In this award winning Biography of Black Elk, Joe Jackson recounts in great detail the life of this legendary Native American and the clash of cultures between the modern European Americans and the hunter-gatherer Native Americans of the Great Plains during the 19th century. Like Helen Hunt Jackson's 1881 book A Century of Dishonor, and Dee Brown's 1970 book Bury My Heart at Wounded Knee, Jackson's 2016 Biography of Black Elk puts a face to a name in this gut wrenching story of the sufferings of the Native Americans of the Great Plains. He recounts the systematic genocidal actions of the U.S. federal government and their agents to eradicate the Native American people and destroy their culture, way of life, and their spirituality through total warfare, the annihilation of the North American Buffalo, a string of broken promises and treaties, forced relocations, the denial of citizenship and constitutional rights, and numerous other injustices perpetrated on the Native Americans.
With 20/20 hindsight we can look back and condemn the generation of Americans who perpetrated these grave injustices on the Native Americans in the name of manifest destiny and social darwinism. The most notable of these injustices was the Wounded Knee Massacre where around 300 men, women, children, and infants were slaughtered by the U.S. Army. Even after a formal investigation, shockingly no one was ever held accountable and over twenty men were awarded the Congressional Medal of Honor! (It certainly wasn't their finest hour.)

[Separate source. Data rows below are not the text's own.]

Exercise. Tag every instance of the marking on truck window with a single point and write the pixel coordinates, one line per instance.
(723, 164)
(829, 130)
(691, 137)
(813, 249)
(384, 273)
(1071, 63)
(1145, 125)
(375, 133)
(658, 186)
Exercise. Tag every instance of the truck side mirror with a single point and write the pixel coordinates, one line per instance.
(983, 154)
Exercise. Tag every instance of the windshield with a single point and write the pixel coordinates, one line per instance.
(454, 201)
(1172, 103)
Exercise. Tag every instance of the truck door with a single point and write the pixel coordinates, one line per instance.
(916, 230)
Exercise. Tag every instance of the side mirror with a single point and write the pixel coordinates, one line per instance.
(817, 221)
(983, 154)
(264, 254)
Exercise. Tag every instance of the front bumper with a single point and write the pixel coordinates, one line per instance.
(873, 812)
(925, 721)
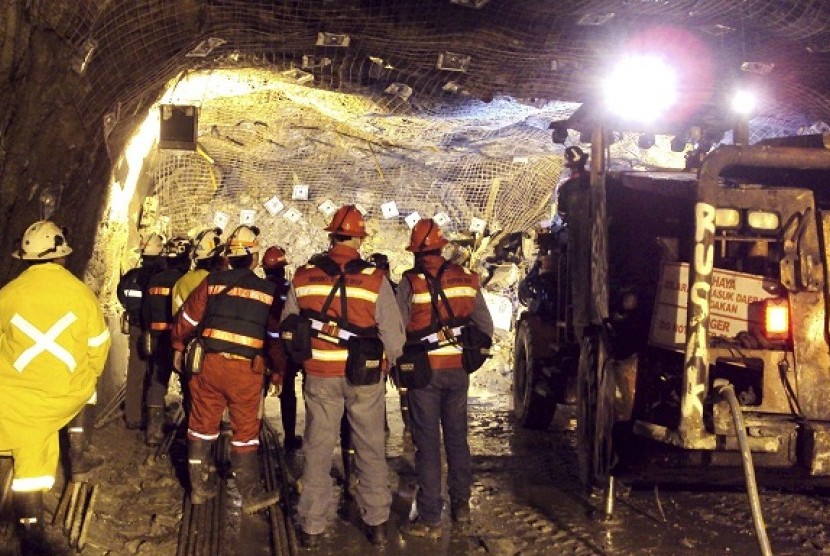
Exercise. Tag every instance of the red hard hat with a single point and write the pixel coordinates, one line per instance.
(348, 221)
(274, 257)
(426, 236)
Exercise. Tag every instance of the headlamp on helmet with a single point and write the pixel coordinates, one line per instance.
(43, 241)
(243, 241)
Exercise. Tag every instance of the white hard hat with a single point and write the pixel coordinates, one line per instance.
(243, 241)
(42, 241)
(153, 246)
(206, 243)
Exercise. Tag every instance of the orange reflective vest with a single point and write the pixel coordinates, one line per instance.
(313, 286)
(460, 286)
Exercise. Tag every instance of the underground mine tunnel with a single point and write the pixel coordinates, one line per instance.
(121, 119)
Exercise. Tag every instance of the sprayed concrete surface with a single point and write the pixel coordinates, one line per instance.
(526, 500)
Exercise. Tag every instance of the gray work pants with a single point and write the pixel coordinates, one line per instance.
(325, 400)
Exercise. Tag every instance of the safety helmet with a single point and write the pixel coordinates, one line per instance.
(274, 257)
(347, 221)
(153, 246)
(42, 241)
(426, 236)
(206, 243)
(177, 247)
(243, 241)
(379, 260)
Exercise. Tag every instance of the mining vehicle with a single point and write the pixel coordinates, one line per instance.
(662, 286)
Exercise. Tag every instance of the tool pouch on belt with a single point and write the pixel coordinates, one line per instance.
(363, 364)
(148, 343)
(412, 369)
(475, 346)
(295, 334)
(194, 355)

However, we must temper our condemnation of that generation by taking into account the misguided culture of the times, and we need to admit that the Native Americans themselves were not innocent bystanders in these disputes either. Hatred and prejudice ran high with good and evil men on both sides. But to the victor go the spoils and to the vanquished goes ignominy.
Black Elk was a mystic and felt a deep calling since childhood to save his people. Black Elk's first wife, Katie War Bonnet, converted to Catholicism and raised all her children in the Catholic faith. After Katie's death in 1903, Black Elk converted to Catholicism too and took on the name Nicholas Black Elk at his baptism. He subsequently spent the rest of his life as a Catholic lay minister, teacher, and evangelist. I believe Black Elk somehow found peace and hope in the midst of all of his sufferings through his faith in Jesus Christ who, like Black Elk, also suffered at the hands of evil men. Black Elk died at the Pine Ridge Indian Reservation in South Dakota on August 19th, 1950.